Jerry A. Davis – SVP, Property Operations: This is Jerry. We are seeing reasons for turnout. We’re pretty consistent with what they have been. Move outs to home purchase is up about 100 basis points from where it’s been at about 13% and the markets you are really seeing that in for the most part are the locations like Austin, Nashville, Richmond, the Inland Empire and one surprising one where we are seeing an increased move out to home purchases in Boston. Most of our West Coast markets, with the exception of San Diego, are still seeing move out to home purchase under 10%. So, West Coast affordability is still difficult for most of our renters. And when you look at move outs to rent increase, it’s been growing each of the last probably five quarters and today it stands at about 8%. One area that we have seen a slight reduction year-over-year in move out reasons is money issues, which is skips evictions, lost jobs things like that, markets where we’re seeing an increase in front over to the first six months predominantly in the West Coast markets where we’ve had quite a bit of pricing power.

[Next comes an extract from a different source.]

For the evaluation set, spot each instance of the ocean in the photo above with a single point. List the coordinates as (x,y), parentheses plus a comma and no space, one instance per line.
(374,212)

So, we’ve been increasing people over the last two to three years and those happen to be the markets where three years ago our peak to trough rents dropped the most, so your B renter was able to move into an A property or your C renter was able to move into a B and now we’ve escalated rents to a level where they have gone back to where that was before.
Jana Galan – Bank of America-Merrill Lynch: I believe in your prepared remarks you said you expected to continue to increase in the back half of the year. Do you mean higher than this kind of 58% level or is it just the year-over-year turnover that’s increased?
Jerry A. Davis – SVP, Property Operations: No, I think year-over-year turnover for the year is probably going to be three to four basis points over what it was last year, which will put us in that probably 55% to 56% for the year. Third quarter historically is our highest turnover quarter. So it usually gets north of 60 on an annualized basis, but then it comes down significantly as you get into the fourth quarter.
Karin Ford – KeyBanc Capital Markets: I wanted to ask Tom about a comment in your press release where you said most of the heavy lifting on delivering and repositioning are behind us. Can you just talk about where you see UDR when you say most, what type of percentage that means for each one of those activities where we are today?
Thomas W. Toomey – President and CEO: With respect to the portfolio when we look at it, we start with its $12 billion enterprise today and our portfolio in the Southeast, which is somewhere around 12%, 15% of the enterprise is a portfolio that’s performing very well. Strong NOI growth this recent quarter and we expect that to continue over time, but it probably doesn’t fit the long long-term aspect of where we like to be, which is basically from DC to Boston and the West Coast. So as a result, we view it as a warehouse piece of capital that over time if opportunities are found, developments are completed, we’ll look at the pricing that we can achieve in that portfolio and then redeployed the capital into there. So we are looking at it as relatively a static $12 billion enterprise and asking ourselves, when do we and how do we move out of those markets? We feel no rush, in fact the performance and where it looks like we’ll probably hang on to them for some extended period of time, but it’s a directional aspect and I would not probably see us be an active seller of those anytime soon. Jerry or Harry, would you add anymore to that?
Jerry A. Davis – SVP, Property Operations: Well the market started talking about the South Eastern markets and we are talking about three major cities that are Nashville, Tampa, Orlando, I think they had same store NOI growth of about 9%, interest rates are low there continue to be investor interest, so to the extend we do decided to sell those markets in the future, we expect there to be very liquid markets. There are a couple of markets that we would expect to probably sell in the short-term, we are done for the year given for a variety of reasons, but as we look into the relatively near-term, there are couple of markets that we probably look to exit that might be to $200 million to $400 million in total.
Karin Ford – KeyBanc Capital Markets: Just on the delivering front as well, following the equity deal and the portfolio sales, where do you think you are versus your plan today?
Thomas W. Toomey – President and CEO: I think we are in line with our peer group and our intent is to stay in line with the peer group and any activity undertaken in the future will be to continue to be in line with the peers. So I don’t think you’ll see us make dramatic moves one way or another the natural growth of the cash flow of the enterprise will help in addition as we refinance maturing debt will help, but we are comfortable continuing to be in line with the peer group.